Bunların dışında edebiyat şu hayatta insana gerçek anlamda nefes aldıran yegane şey. Dünya değişiyor artık, sanal dünya üzerinden haberdar oluyorsunuz her şey hakkında. Twitter'da da karşınıza güzel insanlar çıkıyor. Edebiyat üzerine konuşuyorsunuz, bir şeyler paylaşıyorsunuz, güzel şeyler öğreniyorsunuz. Bir çevirmen adayıyla tanıştık (ki ileri için umutluyuz kendisi hakkında, yapacağı edebî çevirileri zevkle okuyacağız) arkadaşlarıyla beraber ortaya çıkardıkları işleri gösterdi. Çok sevindik, beğendik. İnsanların edebiyatla ilgili böyle ürünleri ortaya koyması güzel, hiç olmazsa şu berbat günlerde sizi mutlu edebilecek güzellikler sunup, bir süreliğine de olsa gerçek dünyanın saçma sapan gündemlerinden kopup kurmaca dünyasının sonsuzluğu içine bırakıyorlar. Merak edenler olabilir, açıp bu güzel çalışmayı okumak isterlerse linkini koyalım hemen;

http://ceviribilim.org/evire/evireceviredigital.pdf


Bütün bunların dışında kurmaca dünyası hakkında birkaç kelam edip öyle bitireyim. Malum o kadar eleştir(eme)me üzerine konuştuk. Çok sevdiğim, aslında karamsarlığıyla hayatımın ortasına oturup kalan Şopi(Schopenhauer)'nin Okumak Yazmak ve Yaşamak Üzerine adlı kitabında bahsettiklerini yazayım, içimde dolanıp duran bahsetmek istediklerimi özetleyen nitelikte hepsi;





"...ahmaklar için yazanlar her zaman karşılarında geniş bir dinleyici kitlesi bulurlar; okuma zamanınızı sınırlamaya dikkat edin, ve okumak için ayırdığınız zamanı da münhasıran bütün zamanların ve ülkelerin büyük kafalarının eserlerine tahsis edin, onlar insanlığın geri kalanını yukarıdan seyrederler, şöhretleri onları zaten bu hüviyetiyle tanıtır. Okunması halinde sadece bunlar gerçekten bir şeyler öğretir ve insanı eğitir." (s. 43)
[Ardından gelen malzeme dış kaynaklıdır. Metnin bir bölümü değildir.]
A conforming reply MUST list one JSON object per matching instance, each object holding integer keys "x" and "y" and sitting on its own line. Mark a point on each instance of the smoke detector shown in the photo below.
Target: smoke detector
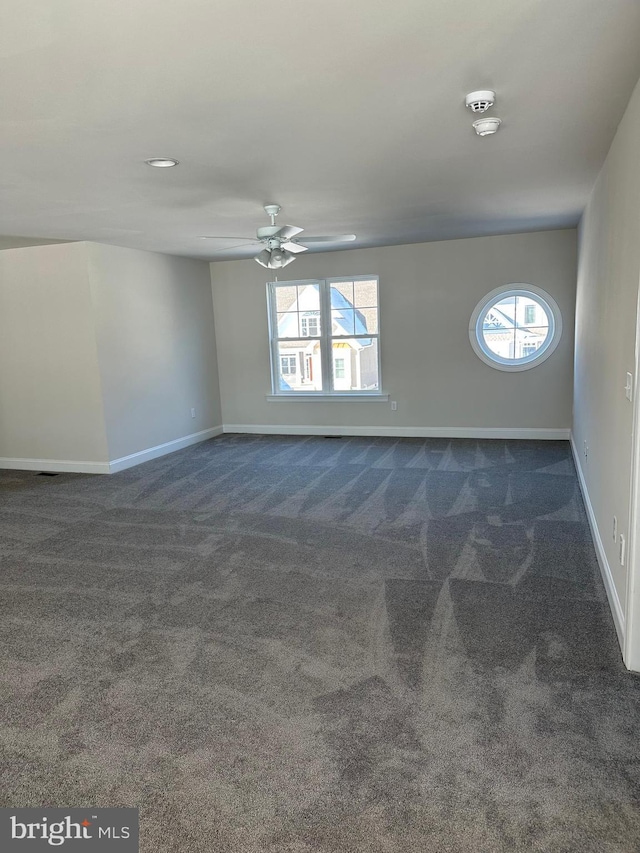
{"x": 481, "y": 101}
{"x": 486, "y": 126}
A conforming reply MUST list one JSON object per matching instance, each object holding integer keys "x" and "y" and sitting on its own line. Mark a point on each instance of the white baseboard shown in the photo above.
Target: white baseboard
{"x": 162, "y": 449}
{"x": 75, "y": 467}
{"x": 560, "y": 434}
{"x": 605, "y": 568}
{"x": 55, "y": 465}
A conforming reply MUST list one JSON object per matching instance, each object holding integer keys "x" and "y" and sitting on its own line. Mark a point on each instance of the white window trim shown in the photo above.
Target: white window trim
{"x": 325, "y": 337}
{"x": 336, "y": 397}
{"x": 476, "y": 337}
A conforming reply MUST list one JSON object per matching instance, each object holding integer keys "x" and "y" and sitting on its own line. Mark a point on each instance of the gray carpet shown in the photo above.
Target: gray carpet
{"x": 305, "y": 644}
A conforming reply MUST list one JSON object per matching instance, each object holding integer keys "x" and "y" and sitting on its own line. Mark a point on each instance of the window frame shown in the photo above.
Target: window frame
{"x": 541, "y": 354}
{"x": 325, "y": 337}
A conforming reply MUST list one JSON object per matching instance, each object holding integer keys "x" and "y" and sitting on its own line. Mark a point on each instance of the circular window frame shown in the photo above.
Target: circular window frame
{"x": 551, "y": 309}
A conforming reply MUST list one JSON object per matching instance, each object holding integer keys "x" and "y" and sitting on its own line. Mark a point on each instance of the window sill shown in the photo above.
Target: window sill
{"x": 328, "y": 398}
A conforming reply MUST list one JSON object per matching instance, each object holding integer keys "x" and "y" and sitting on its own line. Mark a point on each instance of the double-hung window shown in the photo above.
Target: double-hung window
{"x": 325, "y": 337}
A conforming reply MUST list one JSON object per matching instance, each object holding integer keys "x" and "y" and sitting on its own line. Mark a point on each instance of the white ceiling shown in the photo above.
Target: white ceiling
{"x": 348, "y": 113}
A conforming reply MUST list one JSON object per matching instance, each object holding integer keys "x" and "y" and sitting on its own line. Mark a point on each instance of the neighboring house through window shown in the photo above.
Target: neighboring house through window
{"x": 325, "y": 336}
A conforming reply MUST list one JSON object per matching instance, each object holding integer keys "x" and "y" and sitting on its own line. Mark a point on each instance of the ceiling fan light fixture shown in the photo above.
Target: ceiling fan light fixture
{"x": 264, "y": 258}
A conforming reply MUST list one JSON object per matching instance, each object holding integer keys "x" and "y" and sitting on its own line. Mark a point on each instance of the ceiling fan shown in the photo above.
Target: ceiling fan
{"x": 281, "y": 242}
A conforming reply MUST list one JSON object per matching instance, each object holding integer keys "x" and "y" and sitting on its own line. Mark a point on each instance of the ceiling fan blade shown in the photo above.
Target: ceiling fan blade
{"x": 287, "y": 232}
{"x": 235, "y": 246}
{"x": 219, "y": 237}
{"x": 294, "y": 247}
{"x": 338, "y": 238}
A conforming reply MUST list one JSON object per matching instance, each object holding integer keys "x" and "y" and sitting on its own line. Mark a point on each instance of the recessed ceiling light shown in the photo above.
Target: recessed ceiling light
{"x": 486, "y": 126}
{"x": 161, "y": 162}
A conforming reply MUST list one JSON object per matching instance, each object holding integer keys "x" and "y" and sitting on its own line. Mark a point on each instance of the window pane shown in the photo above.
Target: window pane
{"x": 299, "y": 366}
{"x": 367, "y": 320}
{"x": 529, "y": 340}
{"x": 285, "y": 297}
{"x": 506, "y": 330}
{"x": 342, "y": 294}
{"x": 355, "y": 364}
{"x": 342, "y": 322}
{"x": 288, "y": 325}
{"x": 309, "y": 324}
{"x": 308, "y": 297}
{"x": 365, "y": 294}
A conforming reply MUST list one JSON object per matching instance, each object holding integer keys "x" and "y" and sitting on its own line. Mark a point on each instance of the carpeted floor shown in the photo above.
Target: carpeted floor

"...kötü kitaplar zihin için zehir mesabesindedir, aklı harap ederler." (s. 43)

"En son yazılmış olanın her zaman en doğrusu; daha sonra yazılmış olanın daha önce yazılmış olana göre her bakımdan bir terakki olduğunu; ve her değişimin daima bir ilerleme ve gelişme anlamına geldiğini düşünmekten daha büyük bir yanlışlık tasavvur edilemez." (s. 59) (açıkçası en sevdiğim kısımlarından bir tanesi)

"Toplumda her köşe başında rastladığımız ahmak, beyinsiz insanlara karşı zorunlu olarak gösterilen hoşgörünün edebiyatı da içine alacak şekilde genişletilmesi kesinlikle yanlıştır. Edebiyatta böyle kimseler davet edilmedikleri yere izinsiz giren küstahlar ve ukelalardır, ve burada kötü olana fırsat vermemek iyi olan için bir ödevdir, çünki kötü olanı göremeyen kimse iyi olanı da göremez. Genel olarak ifade etmek gerekirse kökünü toplumsal ilişkilerde bulan nezaket edebiyatta yabancı ve çoğu kez oldukça zararlı bir unsurdur, çünki o kötüye iyi denilmesini talep eder, dolayısıyla bilim ve sanatın hedeflerinin doğrudan hasmıdır." (s. 72)



Okumak Yazmak ve Yaşamak Üzerine bir yazı olmadı biliyorum ama, bundan sonra daha güzel şeyler yazacağım. Daha önce istediğim gibi. Her ne kadar şu günlük meydana gelen olaylar insanda hal bırakmasa da, güzel hissetmek lazım, güzel şeyler yapmak lazım. Yoksa gerçekten şu hayatın çekilecek başka hiçbir tarafı yok.


Not: Güzel şeyler yazacağım deyip de hayatı olumsuzlayan Şopi'den alıntılar yapmam da çok güzel olmuş, nasıl bir çelişki dünyasında yaşıyorum ben? Alın size örnek :)

1 yorum:

uykumgeldiyine dedi ki...

Güzel şeyler yazma isteğimi bile öldürüyor "gerçek dünya". Demişsin.

Kesinlikle hak verdim. Bir de uykumu getiriyor benim...

Yazının genel özeti şu cümleler diye düşündüm...

"Kökünü toplumsal ilişkilerde bulan nezaket edebiyatta yabancı ve çoğu kez oldukça zararlı bir unsurdur,"

Bizler terazinin kantarı ile yıllardır sorun yaşıyoruz. Bir türlü orta yolu bulamadık... Ya muhalefet olduk ya da sahiplenip fazla içselleştirdik. Ortadan bakabilseydik böyle saçma sapan insanlar ortaya çıkıp ahkam kesmezlerdi...

Velhasıl kelam Schopenhauer can'dır.